De seguida anuncia-se “um acrescento de um ponto” à próxima reunião do CESD, agendada para o dia 11 de Março, em face da gravidade da situação. Espero, sinceramente, que não tenham que se reunir no dia 3.
De todo o modo, convém ter presente, que nada resultará de verdadeiramente significante desta reunião, realize-se ela a 3 ou a 11 de Março, ou mesmo a 25 de Abril ou no dia Santo António.
A composição, competência se forma de funcionamento do CESD, a lei em vigor (e a sua não aplicação) e a nova (?) lei (e a sua futura não aplicação), são dados que nos permitem, com alguma segurança, prognosticar um elevado grau de ineficácia nas decisões ou pareceres do CESD. Aqui, por exemplo, já o país vizinho, não funcionou como “texto a copiar” para a solução nacional.
O exemplo da legislação espanhola conduz-nos à nossa última observação.
Adianta o presidente do CESD, que em elaboração está já a criação de uma comissão permanente, que “visa ser célere e reunir e decidir casos de urgência.»
E informa sobre a sua composição, pormenorizando que “falta apenas o presidente da Federação Portuguesa de Futebol, Gilberto Madaíl, indicar um representante do organismo a que preside para a comissão ficar constituída” (sublinhámos).
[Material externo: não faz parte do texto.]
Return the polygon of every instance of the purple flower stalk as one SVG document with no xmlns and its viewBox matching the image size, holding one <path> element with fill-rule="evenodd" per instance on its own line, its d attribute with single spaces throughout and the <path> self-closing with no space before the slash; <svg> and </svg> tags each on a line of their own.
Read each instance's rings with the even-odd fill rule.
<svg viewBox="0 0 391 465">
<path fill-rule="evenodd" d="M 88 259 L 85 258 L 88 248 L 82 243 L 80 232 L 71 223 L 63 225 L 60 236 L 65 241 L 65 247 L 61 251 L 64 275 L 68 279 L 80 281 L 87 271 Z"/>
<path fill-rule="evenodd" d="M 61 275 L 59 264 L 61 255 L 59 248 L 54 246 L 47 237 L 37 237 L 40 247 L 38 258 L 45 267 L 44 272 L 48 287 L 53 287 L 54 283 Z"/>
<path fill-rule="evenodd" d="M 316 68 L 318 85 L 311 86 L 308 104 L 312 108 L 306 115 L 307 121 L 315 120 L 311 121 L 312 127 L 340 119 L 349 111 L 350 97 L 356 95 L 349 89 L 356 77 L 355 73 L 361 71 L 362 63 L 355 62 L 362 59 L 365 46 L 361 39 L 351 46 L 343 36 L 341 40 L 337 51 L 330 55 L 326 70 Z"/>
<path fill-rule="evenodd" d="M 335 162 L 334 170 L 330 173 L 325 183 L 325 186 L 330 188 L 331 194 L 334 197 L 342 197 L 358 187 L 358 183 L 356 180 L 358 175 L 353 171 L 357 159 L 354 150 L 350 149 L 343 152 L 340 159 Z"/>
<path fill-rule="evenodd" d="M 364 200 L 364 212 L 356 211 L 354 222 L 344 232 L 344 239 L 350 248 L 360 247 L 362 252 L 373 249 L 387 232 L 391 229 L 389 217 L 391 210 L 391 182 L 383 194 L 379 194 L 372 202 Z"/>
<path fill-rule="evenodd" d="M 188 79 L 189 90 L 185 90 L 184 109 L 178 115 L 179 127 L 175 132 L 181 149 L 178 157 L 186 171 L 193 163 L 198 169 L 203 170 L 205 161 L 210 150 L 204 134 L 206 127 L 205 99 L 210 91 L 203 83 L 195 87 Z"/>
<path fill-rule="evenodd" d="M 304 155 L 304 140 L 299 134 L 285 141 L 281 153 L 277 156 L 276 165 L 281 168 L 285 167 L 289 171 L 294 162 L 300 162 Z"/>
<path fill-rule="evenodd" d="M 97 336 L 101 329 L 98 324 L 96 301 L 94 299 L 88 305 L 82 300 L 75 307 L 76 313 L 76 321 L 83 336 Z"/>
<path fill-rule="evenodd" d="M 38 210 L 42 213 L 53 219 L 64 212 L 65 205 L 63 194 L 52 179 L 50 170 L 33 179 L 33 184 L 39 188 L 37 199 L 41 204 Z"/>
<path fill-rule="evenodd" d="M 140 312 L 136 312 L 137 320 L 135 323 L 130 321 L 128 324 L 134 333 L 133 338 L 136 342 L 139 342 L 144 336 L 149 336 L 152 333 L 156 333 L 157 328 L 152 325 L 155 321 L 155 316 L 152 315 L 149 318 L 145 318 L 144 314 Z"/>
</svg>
Aqui chegados, ganha espaço legitimo uma constatação que fizemos o ano passado no Público – a propósito da composição e funcionamento do CND.
Com efeito, como é que é possível tal indicação de “representante” por parte do presidente da FPF, para a referida “comissão permanente”, se nos termos do diploma de criação do CND (Decreto-Lei nº 315/2007, de 18 de Setembro), a representação da FPF, através do seu presidente, tem natureza pessoal e não pode ser delegada (artigo 4º, nº3)?
Que validade vai ter uma eventual decisão dessa “comissão permanente”, a qual, à partida, se compõe à margem do próprio diploma que criou (mal) CND?
Violenta-se a lei?
Para A Bola, parecem ficar (e bem ajustadas são), as últimas palavras de Manuel Brito: não se apaga fogo com gasolina.